In general, it would be nice if all the implementations would have the same functionality, as this seems to be a feature of the R code only, but I'm sure you were already on that track.

Jfortin1 commented 4 years ago

Since it's not using Empirical Bayes (EB), it is not considered ComBat, but rather a location and scale (L/S) adjustments model. ComBat learns about the L/S adjustment estimates by pooling information cross features using EB, therefore if you feel that your features don't share the same kind of variations across centers, using eb=FALSE should be preferable.

Agree re. having same functionalities across platforms. I just started refactoring the Python code and my goal is to add both the eb and parametric arguments sometime soon.

Jfortin1 commented 4 years ago

FYI, @MStarmans91 eb=False and parametric=False are now both implemented in the latest commit https://github.com/Jfortin1/ComBatHarmonization/commit/5f9a29698c23711434c747708ead0fd942e9a294

I compared data normalized with both R and Python with the different combinations of arguments using an example dataset, and results are identical.
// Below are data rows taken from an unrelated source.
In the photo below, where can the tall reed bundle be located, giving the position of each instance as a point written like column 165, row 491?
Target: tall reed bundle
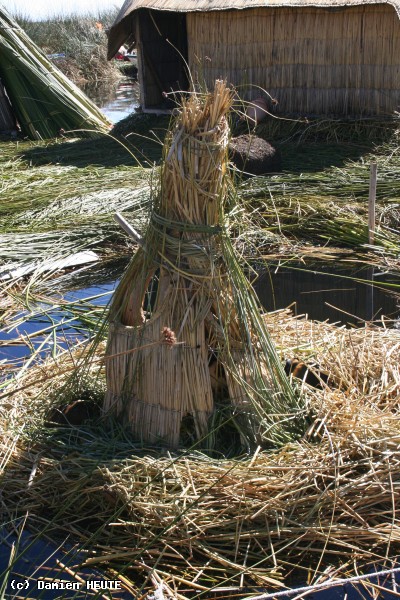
column 205, row 314
column 43, row 99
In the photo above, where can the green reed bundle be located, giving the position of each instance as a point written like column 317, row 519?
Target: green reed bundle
column 43, row 99
column 186, row 327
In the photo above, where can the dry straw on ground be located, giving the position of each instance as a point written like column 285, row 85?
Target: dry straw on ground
column 326, row 501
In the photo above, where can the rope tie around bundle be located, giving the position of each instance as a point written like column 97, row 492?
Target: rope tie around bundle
column 184, row 310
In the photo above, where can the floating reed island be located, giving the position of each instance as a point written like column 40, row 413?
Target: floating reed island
column 315, row 509
column 256, row 503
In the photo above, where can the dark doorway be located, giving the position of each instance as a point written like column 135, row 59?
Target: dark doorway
column 163, row 54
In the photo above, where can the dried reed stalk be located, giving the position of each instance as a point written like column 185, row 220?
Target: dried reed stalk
column 329, row 500
column 202, row 296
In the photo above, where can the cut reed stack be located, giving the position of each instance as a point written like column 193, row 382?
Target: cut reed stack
column 43, row 99
column 184, row 307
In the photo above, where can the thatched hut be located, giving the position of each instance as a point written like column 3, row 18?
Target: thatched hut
column 322, row 57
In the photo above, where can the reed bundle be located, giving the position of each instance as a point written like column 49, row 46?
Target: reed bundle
column 205, row 314
column 327, row 501
column 43, row 99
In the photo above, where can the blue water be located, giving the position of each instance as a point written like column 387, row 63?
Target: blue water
column 54, row 330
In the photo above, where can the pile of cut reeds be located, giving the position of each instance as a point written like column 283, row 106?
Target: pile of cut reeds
column 44, row 101
column 325, row 506
column 185, row 323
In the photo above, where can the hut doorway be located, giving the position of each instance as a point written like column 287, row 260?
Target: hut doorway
column 162, row 57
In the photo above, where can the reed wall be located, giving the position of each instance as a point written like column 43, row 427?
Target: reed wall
column 331, row 61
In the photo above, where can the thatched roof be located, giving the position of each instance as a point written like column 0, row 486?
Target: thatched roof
column 122, row 26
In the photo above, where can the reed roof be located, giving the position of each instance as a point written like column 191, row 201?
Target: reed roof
column 122, row 27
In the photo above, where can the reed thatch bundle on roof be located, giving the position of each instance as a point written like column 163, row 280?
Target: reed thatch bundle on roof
column 328, row 57
column 205, row 314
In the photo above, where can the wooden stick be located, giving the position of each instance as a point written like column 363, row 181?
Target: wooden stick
column 371, row 203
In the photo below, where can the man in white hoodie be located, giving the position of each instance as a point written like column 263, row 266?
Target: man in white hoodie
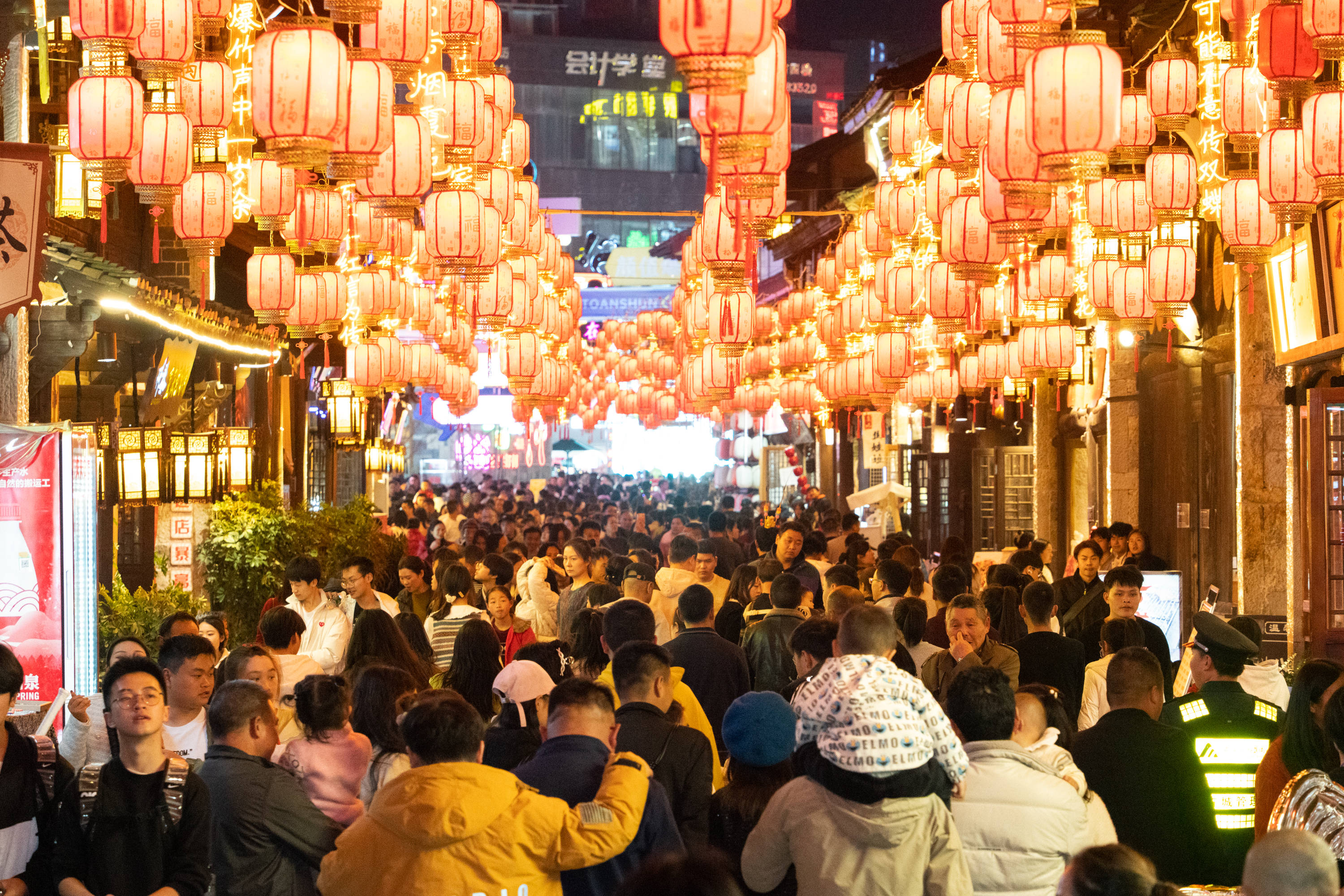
column 327, row 629
column 1021, row 821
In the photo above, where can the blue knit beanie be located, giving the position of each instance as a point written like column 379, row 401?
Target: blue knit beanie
column 758, row 729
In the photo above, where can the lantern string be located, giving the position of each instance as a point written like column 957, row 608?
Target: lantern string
column 107, row 190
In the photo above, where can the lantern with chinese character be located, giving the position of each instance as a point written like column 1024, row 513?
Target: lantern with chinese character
column 207, row 99
column 1073, row 101
column 167, row 45
column 1323, row 139
column 714, row 43
column 366, row 117
column 164, row 159
column 404, row 172
column 1285, row 180
column 1171, row 182
column 1172, row 89
column 107, row 121
column 271, row 284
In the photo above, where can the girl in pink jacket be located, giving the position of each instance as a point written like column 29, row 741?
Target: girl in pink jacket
column 331, row 758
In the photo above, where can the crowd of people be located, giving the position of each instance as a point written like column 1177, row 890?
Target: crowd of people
column 624, row 687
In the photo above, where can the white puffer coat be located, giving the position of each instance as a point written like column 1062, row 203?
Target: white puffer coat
column 1019, row 823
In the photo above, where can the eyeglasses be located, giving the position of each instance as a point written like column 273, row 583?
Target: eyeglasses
column 132, row 700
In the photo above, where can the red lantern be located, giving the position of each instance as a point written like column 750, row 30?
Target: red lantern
column 1287, row 57
column 745, row 123
column 1073, row 101
column 164, row 158
column 1323, row 139
column 167, row 45
column 1171, row 277
column 401, row 34
column 1172, row 89
column 1246, row 219
column 715, row 43
column 968, row 244
column 1285, row 179
column 107, row 123
column 366, row 116
column 207, row 99
column 271, row 284
column 203, row 215
column 296, row 121
column 1171, row 183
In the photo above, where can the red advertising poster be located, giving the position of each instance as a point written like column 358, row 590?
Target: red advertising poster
column 30, row 559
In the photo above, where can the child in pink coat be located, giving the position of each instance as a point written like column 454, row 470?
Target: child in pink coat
column 331, row 758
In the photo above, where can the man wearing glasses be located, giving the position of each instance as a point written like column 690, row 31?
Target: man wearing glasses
column 140, row 823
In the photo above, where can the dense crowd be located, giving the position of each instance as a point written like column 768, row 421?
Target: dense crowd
column 619, row 687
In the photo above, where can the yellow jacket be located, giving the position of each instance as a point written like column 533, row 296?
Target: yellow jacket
column 693, row 715
column 460, row 828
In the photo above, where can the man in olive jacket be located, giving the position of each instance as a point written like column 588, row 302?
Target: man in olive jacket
column 267, row 839
column 968, row 632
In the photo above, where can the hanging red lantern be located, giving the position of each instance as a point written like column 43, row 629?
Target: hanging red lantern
column 1172, row 89
column 1171, row 183
column 1171, row 277
column 1285, row 180
column 1285, row 53
column 1323, row 139
column 167, row 45
column 715, row 43
column 296, row 121
column 271, row 284
column 163, row 163
column 1245, row 94
column 207, row 99
column 366, row 117
column 744, row 123
column 107, row 123
column 272, row 193
column 1073, row 101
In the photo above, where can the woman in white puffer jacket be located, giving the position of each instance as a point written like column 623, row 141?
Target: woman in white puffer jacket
column 537, row 600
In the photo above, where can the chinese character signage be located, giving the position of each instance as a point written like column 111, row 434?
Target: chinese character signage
column 30, row 558
column 23, row 221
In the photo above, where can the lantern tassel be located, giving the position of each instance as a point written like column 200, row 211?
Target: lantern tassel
column 1250, row 288
column 107, row 190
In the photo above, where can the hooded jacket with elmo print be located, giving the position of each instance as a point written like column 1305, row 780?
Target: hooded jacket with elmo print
column 460, row 828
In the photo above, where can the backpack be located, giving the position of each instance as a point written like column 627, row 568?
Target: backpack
column 175, row 785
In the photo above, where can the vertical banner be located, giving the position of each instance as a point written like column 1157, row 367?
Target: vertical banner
column 30, row 559
column 874, row 440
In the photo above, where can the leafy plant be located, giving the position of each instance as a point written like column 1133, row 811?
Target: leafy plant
column 252, row 538
column 123, row 613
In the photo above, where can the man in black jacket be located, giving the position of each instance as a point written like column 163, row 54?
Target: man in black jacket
column 267, row 839
column 1047, row 657
column 1148, row 774
column 1080, row 596
column 767, row 643
column 714, row 669
column 681, row 757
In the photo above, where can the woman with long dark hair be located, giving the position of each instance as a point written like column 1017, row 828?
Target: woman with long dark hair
column 476, row 661
column 377, row 640
column 1304, row 743
column 588, row 659
column 744, row 589
column 379, row 696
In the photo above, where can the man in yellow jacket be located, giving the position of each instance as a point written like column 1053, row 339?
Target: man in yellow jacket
column 452, row 825
column 636, row 626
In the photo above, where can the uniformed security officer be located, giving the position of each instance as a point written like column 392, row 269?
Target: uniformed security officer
column 1232, row 730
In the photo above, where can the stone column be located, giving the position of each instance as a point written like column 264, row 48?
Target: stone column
column 14, row 369
column 1261, row 430
column 1123, row 456
column 1045, row 442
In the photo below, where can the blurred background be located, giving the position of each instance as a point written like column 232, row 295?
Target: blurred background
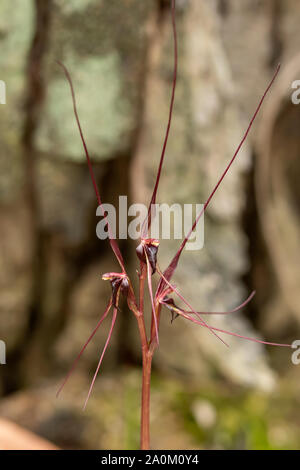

Melissa1909 commented 3 years ago

Hey @Jfortin1, I don't really get how to implement ComBat on several features in parallel. I work on Freesurfer 7.1.1. output (cortical thickness, local gyrification index, surface area and GM volume), but they (of course) differ a lot in scale. So would you put all those values together into one input data file to use ComBat on all features simultaneously?

I have tried the following in Python 3.7:

        data_combat = neuroCombat(dat=area_lh,
                                  covars=covars,
                                  batch_col=batch_col,
                                  categorical_cols=discrete_cols,
                                  continuous_cols=continuous_cols,
                                  eb=True,
                                  parametric=True,
                                  mean_only=False,
                                  ref_batch=False)

and get negative values or values deviating a lot from the original ones.